In high school? So Marc, how did it go when you told your dad you were gay?
“signed with a fictional name based on characters we’d plucked out of James Joyce’s “Ulysses.” The names were fabulous, and we figured no one would catch on to the pattern (though we’d have been thrilled if anyone did).
Almost every letter we sent was published. One week, “Arnold Lubetsch” advocated combating homicides by wearing dazzlingly colorful clothing. “Garb yourself brightly!” he suggested.”
In high school? Guess you didn’t have to waste time on girls. LOL
We actually prank called our state senator who was also a lawyer. We gave him some crazy story about how we were in legal trouble and couldn’t afford a lawyer instead of just blowing us off he was very very nice and solicitous and said he wanted to help us. We of course hung up immediately and felt really bad because he was so nice.

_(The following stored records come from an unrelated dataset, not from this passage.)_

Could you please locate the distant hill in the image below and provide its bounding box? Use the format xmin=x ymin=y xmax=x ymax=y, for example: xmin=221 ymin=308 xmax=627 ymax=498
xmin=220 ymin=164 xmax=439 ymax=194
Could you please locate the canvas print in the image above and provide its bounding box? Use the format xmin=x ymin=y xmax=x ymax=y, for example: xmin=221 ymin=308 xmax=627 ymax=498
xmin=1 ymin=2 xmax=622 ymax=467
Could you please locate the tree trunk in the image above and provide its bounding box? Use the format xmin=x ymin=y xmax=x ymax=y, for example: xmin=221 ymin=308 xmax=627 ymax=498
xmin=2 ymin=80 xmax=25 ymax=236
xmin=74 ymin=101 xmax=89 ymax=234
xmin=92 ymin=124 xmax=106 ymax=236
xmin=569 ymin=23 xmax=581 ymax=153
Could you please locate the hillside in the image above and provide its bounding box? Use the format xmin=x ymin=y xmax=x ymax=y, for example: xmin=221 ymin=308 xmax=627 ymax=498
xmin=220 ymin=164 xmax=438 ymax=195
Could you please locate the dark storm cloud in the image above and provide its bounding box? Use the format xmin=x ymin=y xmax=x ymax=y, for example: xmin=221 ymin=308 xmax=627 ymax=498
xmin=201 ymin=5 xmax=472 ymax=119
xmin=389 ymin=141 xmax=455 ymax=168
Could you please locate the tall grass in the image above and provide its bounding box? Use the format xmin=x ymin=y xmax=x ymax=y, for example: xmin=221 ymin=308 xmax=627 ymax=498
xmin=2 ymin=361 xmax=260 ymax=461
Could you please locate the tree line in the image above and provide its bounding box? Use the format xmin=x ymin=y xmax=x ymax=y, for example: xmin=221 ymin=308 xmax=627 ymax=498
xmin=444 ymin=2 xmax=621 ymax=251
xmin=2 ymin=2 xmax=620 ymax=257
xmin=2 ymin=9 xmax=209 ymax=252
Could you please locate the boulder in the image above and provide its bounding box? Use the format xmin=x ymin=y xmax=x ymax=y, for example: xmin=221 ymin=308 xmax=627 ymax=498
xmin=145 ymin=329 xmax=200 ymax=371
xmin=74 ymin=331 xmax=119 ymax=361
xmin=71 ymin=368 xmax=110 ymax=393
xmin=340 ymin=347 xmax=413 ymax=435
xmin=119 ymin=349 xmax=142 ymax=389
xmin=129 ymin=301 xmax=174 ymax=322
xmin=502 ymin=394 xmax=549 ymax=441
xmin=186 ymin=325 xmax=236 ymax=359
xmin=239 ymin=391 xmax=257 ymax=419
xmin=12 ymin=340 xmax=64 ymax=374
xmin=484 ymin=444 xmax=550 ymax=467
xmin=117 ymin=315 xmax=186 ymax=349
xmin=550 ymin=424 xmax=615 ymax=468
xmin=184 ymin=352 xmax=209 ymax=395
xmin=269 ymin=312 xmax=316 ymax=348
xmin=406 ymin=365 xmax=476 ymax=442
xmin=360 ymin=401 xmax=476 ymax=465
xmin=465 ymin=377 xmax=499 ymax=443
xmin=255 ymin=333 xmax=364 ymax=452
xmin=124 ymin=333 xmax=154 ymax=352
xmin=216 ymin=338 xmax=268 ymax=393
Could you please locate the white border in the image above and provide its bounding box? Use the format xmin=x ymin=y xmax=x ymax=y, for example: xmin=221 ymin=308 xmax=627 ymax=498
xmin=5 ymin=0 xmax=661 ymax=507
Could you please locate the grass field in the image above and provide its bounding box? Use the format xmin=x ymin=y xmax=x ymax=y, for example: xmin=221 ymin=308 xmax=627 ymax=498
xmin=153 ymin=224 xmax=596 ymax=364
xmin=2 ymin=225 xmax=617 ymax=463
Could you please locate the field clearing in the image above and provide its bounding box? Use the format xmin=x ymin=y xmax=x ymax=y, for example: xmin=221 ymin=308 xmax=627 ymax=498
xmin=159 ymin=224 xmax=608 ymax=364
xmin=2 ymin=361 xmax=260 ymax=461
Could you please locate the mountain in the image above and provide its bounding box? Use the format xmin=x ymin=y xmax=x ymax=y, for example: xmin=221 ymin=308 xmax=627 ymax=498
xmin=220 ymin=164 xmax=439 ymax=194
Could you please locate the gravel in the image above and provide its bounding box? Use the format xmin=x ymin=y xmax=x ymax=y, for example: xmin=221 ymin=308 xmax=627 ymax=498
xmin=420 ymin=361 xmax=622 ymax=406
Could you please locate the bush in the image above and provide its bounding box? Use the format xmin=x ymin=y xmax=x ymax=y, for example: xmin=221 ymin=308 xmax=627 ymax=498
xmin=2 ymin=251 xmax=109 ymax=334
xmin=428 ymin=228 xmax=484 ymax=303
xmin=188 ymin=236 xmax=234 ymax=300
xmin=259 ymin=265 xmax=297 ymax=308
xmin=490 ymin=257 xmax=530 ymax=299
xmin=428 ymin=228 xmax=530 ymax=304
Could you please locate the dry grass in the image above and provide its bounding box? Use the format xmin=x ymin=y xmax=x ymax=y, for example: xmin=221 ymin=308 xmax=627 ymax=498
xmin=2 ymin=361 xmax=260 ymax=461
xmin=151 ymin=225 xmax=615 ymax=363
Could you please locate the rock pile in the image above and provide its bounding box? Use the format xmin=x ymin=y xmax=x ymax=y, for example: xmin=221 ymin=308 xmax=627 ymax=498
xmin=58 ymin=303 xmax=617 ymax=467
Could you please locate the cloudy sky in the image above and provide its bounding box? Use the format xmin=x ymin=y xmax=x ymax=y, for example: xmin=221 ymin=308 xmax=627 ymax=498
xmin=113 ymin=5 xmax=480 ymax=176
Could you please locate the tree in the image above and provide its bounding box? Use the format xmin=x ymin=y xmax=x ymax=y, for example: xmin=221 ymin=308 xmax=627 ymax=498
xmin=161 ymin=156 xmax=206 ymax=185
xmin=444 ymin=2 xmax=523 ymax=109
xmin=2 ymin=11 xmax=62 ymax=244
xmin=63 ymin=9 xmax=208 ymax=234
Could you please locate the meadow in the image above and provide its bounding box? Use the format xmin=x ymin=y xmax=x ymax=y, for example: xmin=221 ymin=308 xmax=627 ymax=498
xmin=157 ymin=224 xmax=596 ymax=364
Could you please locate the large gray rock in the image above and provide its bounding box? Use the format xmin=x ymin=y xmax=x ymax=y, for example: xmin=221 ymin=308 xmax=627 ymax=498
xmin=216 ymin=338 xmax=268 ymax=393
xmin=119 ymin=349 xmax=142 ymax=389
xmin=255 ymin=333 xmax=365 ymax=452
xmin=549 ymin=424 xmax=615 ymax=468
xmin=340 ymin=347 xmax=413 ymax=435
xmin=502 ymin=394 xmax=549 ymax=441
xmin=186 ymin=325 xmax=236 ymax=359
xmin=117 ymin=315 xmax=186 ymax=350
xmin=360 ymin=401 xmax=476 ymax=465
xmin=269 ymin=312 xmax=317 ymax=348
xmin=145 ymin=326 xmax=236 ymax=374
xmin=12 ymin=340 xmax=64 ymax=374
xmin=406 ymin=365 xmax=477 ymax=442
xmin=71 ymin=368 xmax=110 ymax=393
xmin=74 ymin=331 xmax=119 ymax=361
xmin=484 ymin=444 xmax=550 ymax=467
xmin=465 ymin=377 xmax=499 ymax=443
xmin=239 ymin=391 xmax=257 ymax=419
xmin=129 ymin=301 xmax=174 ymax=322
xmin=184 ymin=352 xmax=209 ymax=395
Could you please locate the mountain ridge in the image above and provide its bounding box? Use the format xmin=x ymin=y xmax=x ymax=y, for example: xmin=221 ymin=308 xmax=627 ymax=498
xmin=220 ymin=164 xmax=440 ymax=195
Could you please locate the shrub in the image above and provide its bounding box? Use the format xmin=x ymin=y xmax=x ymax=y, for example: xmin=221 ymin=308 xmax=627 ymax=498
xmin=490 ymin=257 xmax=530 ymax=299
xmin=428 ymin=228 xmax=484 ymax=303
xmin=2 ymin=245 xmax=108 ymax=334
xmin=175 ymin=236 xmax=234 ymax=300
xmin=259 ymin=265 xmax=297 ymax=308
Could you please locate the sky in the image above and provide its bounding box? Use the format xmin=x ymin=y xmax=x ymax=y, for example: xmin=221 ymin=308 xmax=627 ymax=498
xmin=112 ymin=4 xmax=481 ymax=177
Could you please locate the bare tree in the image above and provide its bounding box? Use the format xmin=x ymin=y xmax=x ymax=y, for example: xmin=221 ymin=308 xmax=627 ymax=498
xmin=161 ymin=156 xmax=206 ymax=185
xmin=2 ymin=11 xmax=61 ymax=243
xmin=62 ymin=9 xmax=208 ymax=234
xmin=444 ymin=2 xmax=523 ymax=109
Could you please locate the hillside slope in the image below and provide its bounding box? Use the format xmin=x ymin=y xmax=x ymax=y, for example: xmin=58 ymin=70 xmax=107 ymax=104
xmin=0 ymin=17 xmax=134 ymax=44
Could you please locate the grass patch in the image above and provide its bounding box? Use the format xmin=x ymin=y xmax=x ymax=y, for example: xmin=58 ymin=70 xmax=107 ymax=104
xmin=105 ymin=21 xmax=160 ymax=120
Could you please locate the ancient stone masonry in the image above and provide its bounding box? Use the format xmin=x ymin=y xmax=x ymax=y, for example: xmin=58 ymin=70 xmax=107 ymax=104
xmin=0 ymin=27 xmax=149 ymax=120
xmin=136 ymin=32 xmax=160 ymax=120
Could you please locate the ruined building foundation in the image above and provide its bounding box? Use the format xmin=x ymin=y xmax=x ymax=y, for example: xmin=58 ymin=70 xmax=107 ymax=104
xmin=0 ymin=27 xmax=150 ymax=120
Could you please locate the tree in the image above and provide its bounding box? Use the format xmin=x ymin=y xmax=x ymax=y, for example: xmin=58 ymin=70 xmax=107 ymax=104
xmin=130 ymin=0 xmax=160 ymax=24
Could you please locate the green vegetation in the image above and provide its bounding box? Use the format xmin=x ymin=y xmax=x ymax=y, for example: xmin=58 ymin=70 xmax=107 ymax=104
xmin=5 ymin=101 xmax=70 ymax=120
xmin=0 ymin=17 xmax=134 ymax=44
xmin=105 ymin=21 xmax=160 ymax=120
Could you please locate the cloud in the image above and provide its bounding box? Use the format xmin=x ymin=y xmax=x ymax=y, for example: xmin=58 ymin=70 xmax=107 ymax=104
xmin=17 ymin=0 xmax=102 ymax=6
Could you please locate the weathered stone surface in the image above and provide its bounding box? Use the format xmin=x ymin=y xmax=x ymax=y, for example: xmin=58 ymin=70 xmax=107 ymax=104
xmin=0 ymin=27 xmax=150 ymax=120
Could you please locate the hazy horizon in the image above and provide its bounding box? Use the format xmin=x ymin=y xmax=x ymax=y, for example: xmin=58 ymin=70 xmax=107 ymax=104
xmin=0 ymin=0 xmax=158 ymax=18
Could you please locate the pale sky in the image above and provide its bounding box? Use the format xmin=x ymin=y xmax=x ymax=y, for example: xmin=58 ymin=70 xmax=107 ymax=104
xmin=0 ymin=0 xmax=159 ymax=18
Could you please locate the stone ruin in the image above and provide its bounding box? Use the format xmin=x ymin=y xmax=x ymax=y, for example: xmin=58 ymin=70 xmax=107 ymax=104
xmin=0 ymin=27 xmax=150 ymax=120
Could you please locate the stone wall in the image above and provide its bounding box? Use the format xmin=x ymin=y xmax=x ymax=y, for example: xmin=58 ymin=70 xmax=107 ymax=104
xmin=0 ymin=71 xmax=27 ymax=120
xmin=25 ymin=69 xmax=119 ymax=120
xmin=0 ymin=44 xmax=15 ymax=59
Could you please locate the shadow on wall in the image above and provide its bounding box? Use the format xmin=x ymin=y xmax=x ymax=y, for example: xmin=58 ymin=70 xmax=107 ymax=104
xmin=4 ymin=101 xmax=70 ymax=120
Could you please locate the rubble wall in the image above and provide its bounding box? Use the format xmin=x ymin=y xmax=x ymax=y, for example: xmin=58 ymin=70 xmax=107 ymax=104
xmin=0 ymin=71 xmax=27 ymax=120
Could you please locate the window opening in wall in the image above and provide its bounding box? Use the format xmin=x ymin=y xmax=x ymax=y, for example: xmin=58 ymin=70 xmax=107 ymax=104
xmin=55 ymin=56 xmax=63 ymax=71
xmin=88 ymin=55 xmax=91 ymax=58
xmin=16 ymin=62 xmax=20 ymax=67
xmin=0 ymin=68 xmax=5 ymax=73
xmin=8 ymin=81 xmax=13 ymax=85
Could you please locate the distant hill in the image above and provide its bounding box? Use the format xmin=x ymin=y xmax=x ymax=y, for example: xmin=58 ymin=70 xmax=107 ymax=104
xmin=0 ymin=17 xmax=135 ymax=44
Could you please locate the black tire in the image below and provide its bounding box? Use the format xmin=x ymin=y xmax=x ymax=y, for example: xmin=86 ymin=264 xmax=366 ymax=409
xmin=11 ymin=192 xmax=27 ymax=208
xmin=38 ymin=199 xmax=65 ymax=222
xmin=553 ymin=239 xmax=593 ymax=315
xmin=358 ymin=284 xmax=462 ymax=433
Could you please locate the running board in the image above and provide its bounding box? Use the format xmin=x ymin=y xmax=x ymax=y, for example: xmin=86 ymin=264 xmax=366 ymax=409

“and said he wanted to help us”
.
.
That’s what lawyers aways say...
My siblings and I were big on prank phone calls. We’d even make up our own.
To a sporting goods store: “Hi, do you have tennis balls?”
Store: “Yes.”
“I have tennis elbow. That must hurt like hell.”
We’d call people we knew and casually ask to speak to their pets. “Hi, is Caesar there?” That caused fun confusion.
We lived in the DC area as teenagers where the White House was a local call. So was the Watergate. Yeah, we had fun with that.
Kids today will never know the fun we had before *69 and Caller ID.
nice try, dipshits
Liberals confessing they have long been writing fake news.
I think Marc is pranking us now with a tale of being an insufferably precocious teen.
Pranks calls:
Call a friends house and tell their parents to come pick them up at the police station to bail them out.
Call a random Brown family and ask for Charlie.
Dial random number and cry on the phone because they picked up on our last dime needed to call home.
“Fabulous” and “dazzlingly?” Wow, he is surely competing for the high score.
“Do you have Prince Albert in a can?”
“Yes”
“Well, let him out!”
College kids used to do this to Ann Landers and Dear Abby all the time.
To the bowling alley:
“Do you have 16 pound balls there?”
“Yes”
“How do you walk?”
One of the popular pranks in college was to leave a note under someone’s door saying “Your Uncle called. Please call back collect. (202) 456-1111.” (That’s the White House switchboard.)
They would call and be told that “the White House does not accept collect telephone calls.”
Then they’d go pull the same prank on five more people.
There used to be a guy who hung out at Dupont Circle in DC in a three-piece suit asking for 85 cents “so I can call my office in New York.”
For a while, he made a six-figure income doing that.